What is likely, they say, is the era that saw charismatic peacemaker Vito Rizzuto rule for three decades will be replaced by something altogether different.
Author and university lecturer Antonio Nicaso says the Mafia will regenerate through the conflicts and death. What will emerge, he suggests, will be a structure that is more democratic and open to joint ventures with other criminal groups.
“It won’t be the same type of organization that controlled Montreal for 30 years,” Nicaso said.
Rizzuto, who died of natural causes in 2013, was viewed as a unifying underworld force, and instability has been the order of the day since his time in a U.S. prison and his death.

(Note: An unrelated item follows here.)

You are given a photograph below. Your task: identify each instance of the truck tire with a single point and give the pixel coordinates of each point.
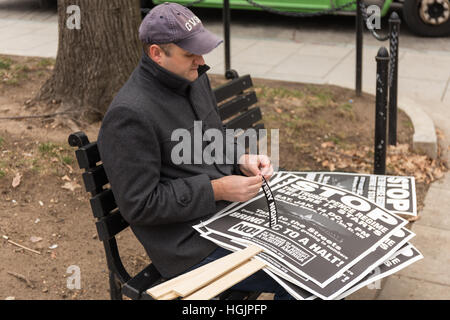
(429, 18)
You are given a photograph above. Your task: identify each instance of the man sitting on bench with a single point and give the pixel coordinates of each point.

Andre Cedilot, a former journalist who writes about organized crime, said the battle now appears to pit Calabrian clans that are battling for power against the last remnants of the Rizzuto loyalists, many of whom are Sicilian. The Calabrians are being assisted by Ontariobased groups.

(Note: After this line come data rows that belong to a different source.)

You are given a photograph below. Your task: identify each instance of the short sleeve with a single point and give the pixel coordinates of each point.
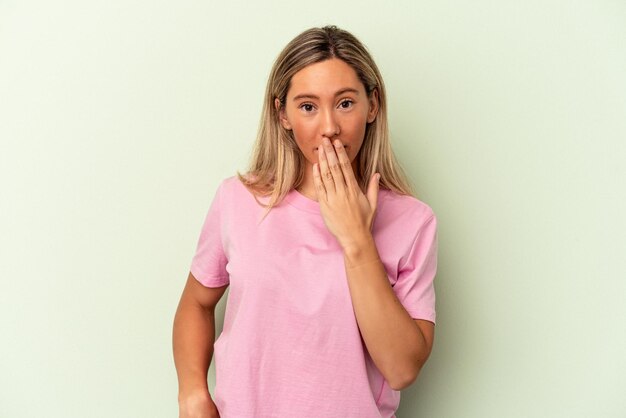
(414, 287)
(209, 262)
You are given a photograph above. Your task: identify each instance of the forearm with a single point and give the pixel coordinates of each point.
(393, 339)
(193, 338)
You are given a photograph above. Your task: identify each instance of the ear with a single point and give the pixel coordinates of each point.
(282, 116)
(373, 109)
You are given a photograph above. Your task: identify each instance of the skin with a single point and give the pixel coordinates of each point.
(327, 109)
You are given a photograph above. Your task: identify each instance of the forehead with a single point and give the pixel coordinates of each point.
(325, 78)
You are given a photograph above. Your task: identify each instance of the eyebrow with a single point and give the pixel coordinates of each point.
(339, 93)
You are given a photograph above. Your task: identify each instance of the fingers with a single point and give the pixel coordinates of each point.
(329, 164)
(346, 166)
(325, 173)
(319, 184)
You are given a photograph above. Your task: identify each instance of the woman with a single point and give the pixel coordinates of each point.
(329, 259)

Cedilot said there is a move to seek a more equitable division of territory and rackets through partnerships with street gangs and the reemerging Hells Angels.
“For sure, it’s changing because the clans that were all-powerful, like the Rizzuto clan ... are in the process of disappearing,” Cedilot said.
The various arsons this year, including one that levelled a strip mall in Laval, followed a handful of highprofile killings last year.
Lorenzo Giordano, described as a Rizzuto underboss, was killed last March, while Rocco Sollecito, a former Rizzuto right-hand man according to police documents, was slain in May.